The Stories She Tells Herself
by Kelly Sandoval
He stole her skin. Yes, that’s the one. He stole her skin, so he had her heart. Or her soul. The part of her that would have fought him otherwise.
She remembers the before. A life that tasted of salt and crunched between her teeth like fish bones. She shared the waves with her sisters, and they were fierce, the lot of them. What was a second form when measured against the chilly caress of waves and the laughter of her siblings?
But she liked to wander. She liked the feeling of her skin as she peeled it off, the sharp, painful tug of it. The sounds it made, the wet noise of separation, made her shiver. Without her pelt, she was pale and unpleasant, all frail, pathetic humanity. Gone was the muscle and weight of her true form, gone were teeth made to tear raw flesh from bone.
She felt like a fish, all brittle scales and no coral to hide in. There was an allure to such vulnerability. The day he found her, she’d hidden her skin in the shadow of a boulder and gone walking where the water met the rocks. The wind stung her eyes and her fragile human skin. She rubbed the raised flesh of her bare arms, glad at the life she didn’t have to live.
Until he took it. She felt him pick it up. The stomach twisting shock of an unfamiliar hand stroking her pelt. The tug, right at the core of her, drawing her toward him.
He was tall, soft looking, with a long black coat and an easy smile. He draped the coat over her bare shoulders and pressed his warm, wet mouth to her neck. She let him.
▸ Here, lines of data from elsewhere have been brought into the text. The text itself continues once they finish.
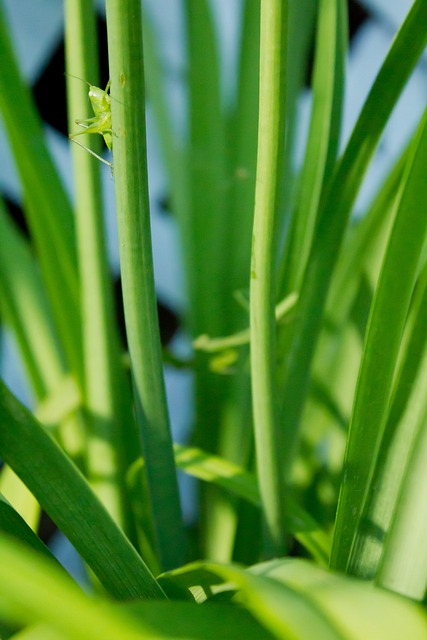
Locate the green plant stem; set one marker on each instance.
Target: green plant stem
(133, 219)
(262, 293)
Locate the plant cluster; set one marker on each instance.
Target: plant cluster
(308, 326)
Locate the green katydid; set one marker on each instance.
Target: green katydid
(100, 100)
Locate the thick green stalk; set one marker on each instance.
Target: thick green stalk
(109, 425)
(262, 293)
(133, 219)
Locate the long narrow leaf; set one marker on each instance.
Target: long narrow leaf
(47, 207)
(67, 498)
(336, 208)
(383, 338)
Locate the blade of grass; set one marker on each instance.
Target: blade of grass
(65, 495)
(130, 169)
(323, 137)
(47, 207)
(243, 484)
(335, 211)
(373, 394)
(25, 309)
(33, 590)
(403, 566)
(13, 525)
(264, 247)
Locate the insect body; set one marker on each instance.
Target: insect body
(101, 122)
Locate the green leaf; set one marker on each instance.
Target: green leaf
(33, 590)
(384, 335)
(13, 525)
(201, 622)
(295, 599)
(243, 484)
(47, 207)
(65, 495)
(336, 207)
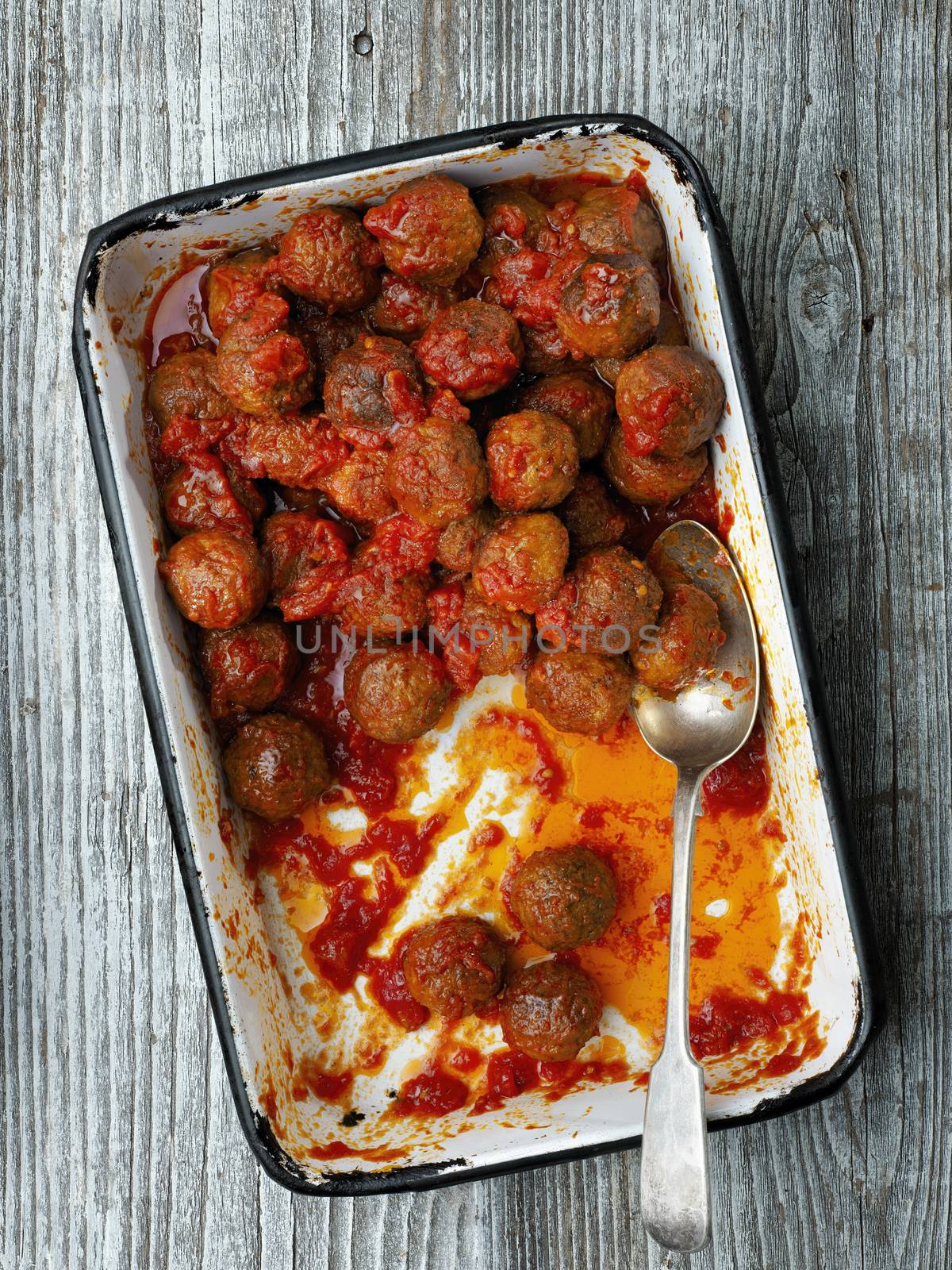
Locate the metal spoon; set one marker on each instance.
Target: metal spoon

Let him lead her, unresisting, back to his house. Her house too, he told her. He didn’t ask her to marry him. He didn’t ask her anything at all.
That night, after he had finished, he stroked her back while she shook.
“Don’t worry,” he said. “You’ll do better next time. I’ll teach you.”
“I’ll try,” She dug her nails into her palms and the sharp shock of pain made her breath come easier.
He tugged at a dark, coiled strand of her hair. “Tell me you love me.”
“I love you.”
He had her skin.
The skin is a distancing device, isn’t it? A way of saying, you see, she had no choice. It was only ever him.
Perhaps he was a monster. Golden eyes and blood on his breath. She knew it from the moment she met him. She could see it in the shape of his smile, in the too tight way he squeezed her hand. And still, when he offered to walk her home, she agreed. Hunger, she thought, was better than apathy. At least he wanted her for something.
She found she enjoyed his attentions. He whispered to her of eternity, of beauty never fading. She wondered if he expected her to believe him.
There are girls who fight monsters. And girls who become them. And then there’s the girl who lays, still and broken, when the movie opens. Maggots crawl out of her open mouth as the camera pans across her bare skin. Someone vomits. The opening credits roll.
She knew which girl she was.
But monsters are patient. He walked her home, just as he promised. He didn’t ask to come in, and she didn’t invite him. And just so, the next day, and the next. He listened to her problems, her worries, her hurts.